I'm newbie in machine learning and I trying to train a model using "rain austrialia" dataset. Currently I'm at the preprocess step and after using KNNImputer to fill all NaN values I tried to remove the outliers with the following custom transformer class.

class OutliersRemover(BaseEstimator, TransformerMixin):
  def __init__(self, cols_indexes):
    self.cols_indexes = cols_indexes

  def fit(self, X, y=None):
    return self

  def transform(self, X, y=None):
    outliers_indexes = set()
    threshold = 3
    X = X.to_numpy()
    
    for col_index in self.cols_indexes:
      mean = np.mean(X[:, col_index])
      std  = np.std(X[:, col_index])

      for line_index, item in enumerate(X[:, col_index]):
        z_score = (item - mean) / std
        if np.abs(z_score) > threshold:
          outliers_indexes.add(line_index)
    print("Removing: {} outliers".format(len(outliers_indexes)))
    return np.delete(X, list(outliers_indexes), 0)


outliers_remover    = OutliersRemover(np.arange(24))
X_train_transformed = outliers_remover.fit_transform(X_train)

It appears to remove correctly but the thing is if I run the code bellow to check if all outliers were removed it removes another set of outliers.
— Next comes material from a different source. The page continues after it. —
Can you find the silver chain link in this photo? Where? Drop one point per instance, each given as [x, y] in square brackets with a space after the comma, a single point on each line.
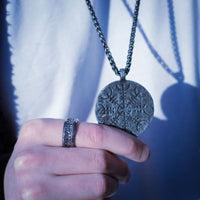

And if I run 10 times the same code it removes diferent sets of outliers until 0.

for _ in range(10):
    X_train_transformed = outliers_remover.fit_transform(X_train_transformed)

Removing: 1389 outliers
Removing: 319 outliers
Removing: 528 outliers
...
Removing: 0 outliers

I would like to know whether this is a normal behavior of the dataset or what I'm I doing wrong.

CodePudding user response:

In every iteration, you remove outliers from X_train_transformed and assign the returned values back to X_train_transformed. Your criteria for removing outliers is such that some values will always be removed (see below).

As for whether it is normal behavior of the dataset, Yes!. Any numerical dataset will have a mean and std, and will most probably have values for which (value - mean) / std will be greater than 3. If you remove such values and calculate a new mean and std, you will now have new values for which (value - mean) / std will be greater than 3 since your mean and std will have changed.

I would recommend only removing outliers once. Maybe play around with the threshold to determine how many you want to remove. Also, consider reading up how normal distributions, their means, and standard deviations work.

  • Related